With MOTEL LA GRANGE, Walsh and The National Reserve have crafted a rich and raucous collection that instantly places them among Americana’s finest – its force, directness, and performance not unlike some lost recording unearthed from the golden age of 70s rock ‘n’ roll. Justifiably proud of what he’s accomplished, Walsh is now planning to bring all the fun and fire of The National Reserve’s fiery Friday night sets to the rest of the world, eager to pack as many folks into his band’s late night scene as possible.
“Music is really powerful,” says Sean Walsh. “It changed my life, which is why I do it. If I can reach people with our music, maybe change their life, that would really be incredible.”

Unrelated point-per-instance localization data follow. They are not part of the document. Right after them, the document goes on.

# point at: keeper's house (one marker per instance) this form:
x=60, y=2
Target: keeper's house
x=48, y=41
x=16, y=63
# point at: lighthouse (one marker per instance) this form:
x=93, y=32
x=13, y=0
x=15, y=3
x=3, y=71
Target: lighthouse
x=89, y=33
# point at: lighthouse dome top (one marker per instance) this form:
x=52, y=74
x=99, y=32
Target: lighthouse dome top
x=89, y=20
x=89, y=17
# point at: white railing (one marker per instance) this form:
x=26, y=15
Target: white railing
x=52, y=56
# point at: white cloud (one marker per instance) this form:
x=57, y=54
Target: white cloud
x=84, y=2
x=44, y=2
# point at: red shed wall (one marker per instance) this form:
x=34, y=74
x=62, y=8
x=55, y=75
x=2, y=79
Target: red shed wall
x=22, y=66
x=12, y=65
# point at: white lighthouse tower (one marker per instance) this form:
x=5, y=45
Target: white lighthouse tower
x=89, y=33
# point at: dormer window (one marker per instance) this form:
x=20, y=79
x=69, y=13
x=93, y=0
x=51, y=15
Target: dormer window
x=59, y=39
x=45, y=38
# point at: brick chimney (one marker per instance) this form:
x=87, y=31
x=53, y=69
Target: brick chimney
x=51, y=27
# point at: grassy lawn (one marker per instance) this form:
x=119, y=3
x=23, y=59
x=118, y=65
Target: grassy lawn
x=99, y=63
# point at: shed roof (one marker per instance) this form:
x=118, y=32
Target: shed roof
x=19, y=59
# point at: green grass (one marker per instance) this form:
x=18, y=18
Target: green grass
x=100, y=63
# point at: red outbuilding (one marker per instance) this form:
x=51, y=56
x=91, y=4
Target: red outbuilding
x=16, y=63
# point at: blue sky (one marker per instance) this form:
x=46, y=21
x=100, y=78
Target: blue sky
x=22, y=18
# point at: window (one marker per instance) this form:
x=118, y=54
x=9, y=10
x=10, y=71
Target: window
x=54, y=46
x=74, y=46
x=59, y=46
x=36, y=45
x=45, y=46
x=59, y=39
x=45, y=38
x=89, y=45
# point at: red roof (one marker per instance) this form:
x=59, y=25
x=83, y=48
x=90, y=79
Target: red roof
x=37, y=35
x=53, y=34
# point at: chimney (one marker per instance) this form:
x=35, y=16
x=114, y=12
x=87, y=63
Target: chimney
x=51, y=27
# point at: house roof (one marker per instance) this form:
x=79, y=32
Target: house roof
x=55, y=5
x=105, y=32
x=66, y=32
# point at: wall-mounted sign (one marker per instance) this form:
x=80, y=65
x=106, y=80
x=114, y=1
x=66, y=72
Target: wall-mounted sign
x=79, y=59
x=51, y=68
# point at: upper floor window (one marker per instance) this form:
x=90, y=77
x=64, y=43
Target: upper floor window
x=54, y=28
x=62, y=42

Special Guest – Jacob Vanko
“When I was a kid I approached my father and asked him to teach me a song on the guitar. He taught me G, C and D and told me he would show me a Bob Dylan song, but only after I came up with my own chord progression. I suppose my first guitar lesson was also my first experience in writing music.”
Jacob Vanko was born and raised in the Anthracite Coal Region of the Northeast. The blue- collar, hard working town he calls home sits nestled in a valley amid Pennsylvania’s slice of the Appalachian Mountains. Being brought up in an environment where both sides of his family were artistic and musical, the young, impressionable boy was constantly surrounded by an eclectic, creative energy. Jacob would frequently sneak out of bed and peak in on his old man’s blues jams in the basement of his childhood home. His father, a songwriter in his own right, introduced iconic songwriters like John Prine, Joni Mitchell, Bruce Springsteen, Tom Waits and Bob Dylan to his burgeoning, songwriter son. Vanko’s musical lineage also includes figures like his grandfather on his mother’s side, who was a local jazz drummer and his aunt on his father’s side, who was a nationally prominent classical pianist.
“ I used to go to those piano lessons kicking and screaming. My 8 year old brain just didn’t have a clue that I was being taught by one of the best piano teachers in the country. Now I wish I could sit with her for 5 minutes and talk about music and life. That’s what my song ‘The Garden’ is about.”
As a teen growing up in the late 1990’s and early 2000’s, the raw and rebellious artist gravitated towards the furious, dark and heavy sounds of groups like Alice in Chains, Soundgarden, Nirvana, Pearl Jam and Tool. The melodic and unique sounds of grunge in all its glory with the gritty guitar tones, aggressive vocals and well crafted songs were major contributing factors to the evolution and development of Vanko’s writing and live performance energy. “Chris Cornell (soundgarden) made me want to sing and Adam Duritz (Counting Crows) made me want to write.”
Jacob found himself coming into his own as a songwriter in his 20’s. Migrating from Pennsylvania to land in Southeast Virginia, his life experiences to this point painted a curious picture of the world. Social observations, the ugliness of inner struggle, searching and questioning brought an intense quality to his writing. The early seeds of traditional blues, folk, country and bluegrass have collided with the bold sounds of grunge and rock influences forging a poetic, Americana songwriter with a furious live stage presence.